Bayesian Content Filtering and the Art of Statistical Language Classification
by Jonathan A. Zdziarski
July 2005, 312 pp. ISBN 1-593270-52-6
No Starch Press - www.nostarch.com/endingspam.htm
Zdziarski is the creator of the open source spam filter, DSPAM. As such, he is a vocal proponent of the school of statistical filtering, as popularized by Bayesian filtering. No surprise then that his book focuses on statistical filtering, painting it in its most positive light.
The book's structure is well-thought-out. If a chapter becomes too heavy-going -- and some chapters do go into some hair-raising mathematical detail -- the reader can simply skip forward without much trouble.
However, Zdziarski makes little or no effort to tackle the issue of false positives.
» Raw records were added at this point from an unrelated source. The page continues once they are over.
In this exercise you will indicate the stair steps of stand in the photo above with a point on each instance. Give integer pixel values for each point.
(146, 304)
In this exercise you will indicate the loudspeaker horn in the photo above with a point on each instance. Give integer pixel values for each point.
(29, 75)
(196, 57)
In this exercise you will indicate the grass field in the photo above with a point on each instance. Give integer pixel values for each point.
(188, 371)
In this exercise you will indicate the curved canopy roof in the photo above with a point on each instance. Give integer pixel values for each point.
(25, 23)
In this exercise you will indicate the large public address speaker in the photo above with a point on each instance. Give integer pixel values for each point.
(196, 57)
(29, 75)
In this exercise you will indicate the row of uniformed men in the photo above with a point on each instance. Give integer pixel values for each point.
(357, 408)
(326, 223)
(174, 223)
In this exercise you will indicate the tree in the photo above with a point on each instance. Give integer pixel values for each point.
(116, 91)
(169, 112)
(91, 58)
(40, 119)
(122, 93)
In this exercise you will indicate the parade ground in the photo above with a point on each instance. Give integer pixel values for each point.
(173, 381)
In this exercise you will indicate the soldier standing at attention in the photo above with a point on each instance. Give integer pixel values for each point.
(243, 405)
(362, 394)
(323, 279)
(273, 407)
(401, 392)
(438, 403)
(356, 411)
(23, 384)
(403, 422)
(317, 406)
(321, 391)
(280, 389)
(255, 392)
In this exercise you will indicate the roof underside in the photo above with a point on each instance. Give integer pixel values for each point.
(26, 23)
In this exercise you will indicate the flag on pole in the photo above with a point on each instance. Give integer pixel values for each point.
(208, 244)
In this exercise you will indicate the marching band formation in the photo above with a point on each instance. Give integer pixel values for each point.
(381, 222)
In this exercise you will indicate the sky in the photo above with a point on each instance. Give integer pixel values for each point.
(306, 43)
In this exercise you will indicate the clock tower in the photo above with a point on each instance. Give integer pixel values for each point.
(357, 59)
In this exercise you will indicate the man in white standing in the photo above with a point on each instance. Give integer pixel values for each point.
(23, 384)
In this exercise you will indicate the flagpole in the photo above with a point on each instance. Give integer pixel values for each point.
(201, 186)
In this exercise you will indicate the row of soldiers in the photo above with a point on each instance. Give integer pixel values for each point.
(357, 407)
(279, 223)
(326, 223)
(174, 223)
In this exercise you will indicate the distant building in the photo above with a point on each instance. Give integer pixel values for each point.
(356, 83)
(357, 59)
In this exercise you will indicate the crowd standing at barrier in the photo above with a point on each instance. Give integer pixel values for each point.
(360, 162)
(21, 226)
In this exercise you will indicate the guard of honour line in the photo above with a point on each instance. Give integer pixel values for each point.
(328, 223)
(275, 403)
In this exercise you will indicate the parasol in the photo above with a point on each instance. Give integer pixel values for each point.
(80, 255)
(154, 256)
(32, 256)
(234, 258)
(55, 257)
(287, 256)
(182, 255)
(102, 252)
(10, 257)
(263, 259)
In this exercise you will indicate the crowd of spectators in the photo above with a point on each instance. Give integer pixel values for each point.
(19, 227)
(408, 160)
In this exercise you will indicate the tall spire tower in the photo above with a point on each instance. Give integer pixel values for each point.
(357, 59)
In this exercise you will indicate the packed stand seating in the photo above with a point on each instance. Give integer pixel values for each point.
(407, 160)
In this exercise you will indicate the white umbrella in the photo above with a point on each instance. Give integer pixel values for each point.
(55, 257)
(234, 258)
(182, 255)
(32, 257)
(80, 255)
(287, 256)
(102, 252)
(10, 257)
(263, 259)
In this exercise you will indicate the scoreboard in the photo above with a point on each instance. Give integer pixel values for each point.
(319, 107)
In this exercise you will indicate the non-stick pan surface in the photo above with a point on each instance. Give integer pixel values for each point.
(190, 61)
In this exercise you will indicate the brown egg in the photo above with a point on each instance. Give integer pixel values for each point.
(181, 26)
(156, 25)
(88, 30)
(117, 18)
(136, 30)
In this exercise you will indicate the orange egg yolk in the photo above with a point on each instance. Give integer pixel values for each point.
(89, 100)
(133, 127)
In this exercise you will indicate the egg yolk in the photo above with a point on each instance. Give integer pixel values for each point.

Generally he glosses over the problems caused by legitimate mail being filtered as spam without acknowledging that such "errors" are much more expensive than the error of unfiltered spam. There were also several places in the book where I'd have preferred the editors and proofreader to have done a better job. It was as if they sometimes misunderstood the point that Zdziarski was making and thus obscured it.
Overall, this book is an excellent primer on spam, spammers, and spam fighting, but the casual reader might get indimidated. It shouldn't be relied on to give a complete and balanced look at spam fighting techniques.